18. The direct positive-type multi-layer light-sensitive silver halide material of claim 14, wherein said intermediate layer comprises an emulsion layer having fine grain silver halide.

19. The direct positive-type multi-layer light-sensitive silver halide material of claim 18, wherein said fine grain silver halide has a size less than about 0.2 microns.

20. The direct positive-type multi-layer light-sensitive silver halide material of claim 1, wherein said intermediate layer comprises an emulsion layer having silica therein.

21. The direct positive-type multi-layer light-sensitive silver halide material of claim 1, wherein said emulsion layers are different type emulsion layers.

22. The direct positive-type multi-layer light-sensitive silver halide material of claim 1, wherein emulsion (A) is capable of directly yielding a positive image without the electron acceptor or halogen acceptor.

23. The direct positive-type multi-layer light-sensitive silver halide material of claim 1, wherein emulsion (B) contains substantially no free electron trapping nuclei and is not capable of yielding a positive image without the electron acceptor, further wherein emulsion (B) is free from halogen acceptor.

24. The direct positive-type multi-layer light-sensitive silver halide material of claim 1, wherein emulsion (A) contains positive hole trapping nuclei.

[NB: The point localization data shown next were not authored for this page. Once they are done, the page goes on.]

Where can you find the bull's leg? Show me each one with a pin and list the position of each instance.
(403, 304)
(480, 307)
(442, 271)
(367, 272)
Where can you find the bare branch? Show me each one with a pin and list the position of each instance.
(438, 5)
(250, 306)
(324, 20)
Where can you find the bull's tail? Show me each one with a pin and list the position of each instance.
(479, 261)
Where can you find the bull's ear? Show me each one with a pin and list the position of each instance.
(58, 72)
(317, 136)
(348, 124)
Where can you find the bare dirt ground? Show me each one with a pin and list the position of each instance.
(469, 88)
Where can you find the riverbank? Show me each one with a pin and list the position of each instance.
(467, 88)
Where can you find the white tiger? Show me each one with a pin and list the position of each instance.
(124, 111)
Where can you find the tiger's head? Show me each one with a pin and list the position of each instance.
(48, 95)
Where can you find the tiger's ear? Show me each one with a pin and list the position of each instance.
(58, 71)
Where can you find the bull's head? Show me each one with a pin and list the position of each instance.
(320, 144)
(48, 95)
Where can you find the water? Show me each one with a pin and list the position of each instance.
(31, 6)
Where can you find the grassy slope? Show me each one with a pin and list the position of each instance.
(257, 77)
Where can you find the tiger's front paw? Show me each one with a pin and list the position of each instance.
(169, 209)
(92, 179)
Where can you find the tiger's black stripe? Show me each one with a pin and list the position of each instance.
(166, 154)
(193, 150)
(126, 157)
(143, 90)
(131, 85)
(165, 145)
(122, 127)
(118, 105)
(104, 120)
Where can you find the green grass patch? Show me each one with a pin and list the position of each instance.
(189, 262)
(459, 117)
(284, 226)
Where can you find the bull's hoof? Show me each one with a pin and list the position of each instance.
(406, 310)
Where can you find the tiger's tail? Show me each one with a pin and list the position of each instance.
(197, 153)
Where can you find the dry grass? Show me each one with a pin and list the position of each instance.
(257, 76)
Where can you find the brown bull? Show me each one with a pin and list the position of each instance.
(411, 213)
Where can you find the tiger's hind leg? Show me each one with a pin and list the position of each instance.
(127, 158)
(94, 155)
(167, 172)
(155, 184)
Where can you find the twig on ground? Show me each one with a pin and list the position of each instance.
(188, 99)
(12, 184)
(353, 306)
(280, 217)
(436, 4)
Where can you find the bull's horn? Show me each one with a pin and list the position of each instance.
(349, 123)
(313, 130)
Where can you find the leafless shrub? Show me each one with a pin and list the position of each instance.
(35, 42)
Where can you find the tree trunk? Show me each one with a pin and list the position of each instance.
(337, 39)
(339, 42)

25. The direct positive-type multi-layer light-sensitive silver halide material of claim 1, wherein said material comprises at least two layers of different types of direct positive-type light-sensitive silver halide emulsions, said different types being emulsion (A) and emulsion (C).

26. The direct positive-type multi-layer light-sensitive silver halide material of claim 17, wherein said electron acceptor is a desensitizing dye compound having a cathodic polarographic half-wave potential more positive than 1.0 volt.

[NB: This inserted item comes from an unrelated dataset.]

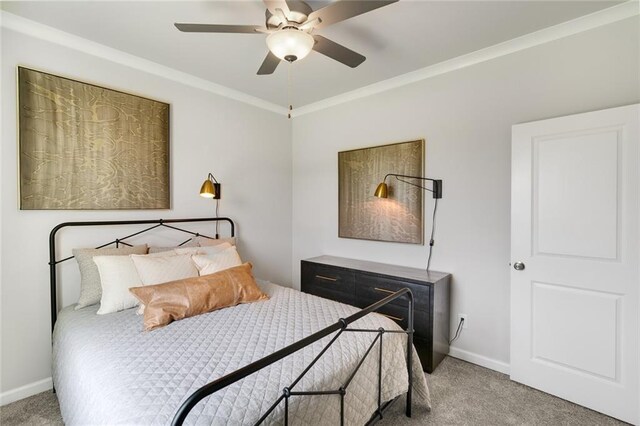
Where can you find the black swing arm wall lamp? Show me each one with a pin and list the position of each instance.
(382, 190)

27. The direct positive-type multi-layer light-sensitive silver halide material of claim 17, wherein said electron acceptor is a compound of general formula (Ia).

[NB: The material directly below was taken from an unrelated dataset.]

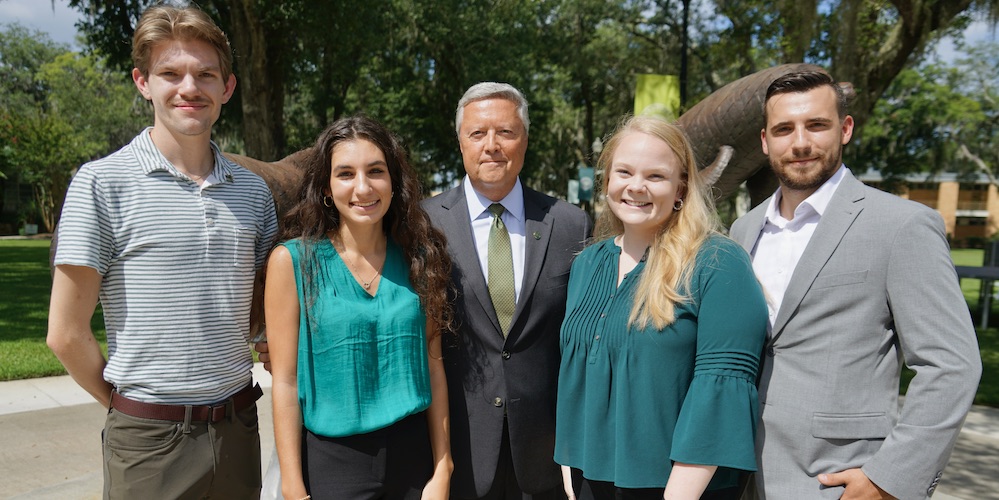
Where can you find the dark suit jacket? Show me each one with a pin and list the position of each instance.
(489, 376)
(875, 285)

28. The direct positive-type multi-layer light-sensitive silver halide material of claim 17, wherein said electron acceptor is a compound of general formula (Ib).

29. The direct positive-type multi-layer light-sensitive silver halide material of claim 17, wherein said electron acceptor is a compound of general formula (II).

30. The direct positive-type multi-layer light-sensitive silver halide material of claim 17, wherein said electron acceptor is a compound of general formula (III).

31. The direct positive-type multi-layer light-sensitive silver halide material of claim 17, wherein said electron acceptor is a compound of general formula (V).

32. The direct positive-type multi-layer light-sensitive silver halide material of claim 31, wherein Z.sub.4 and Z.sub.1 are selected from the group consisting of a naphthoxazole, indolenine, benzothiazole, .alpha.-naphthothiazole or quinoline nucleus.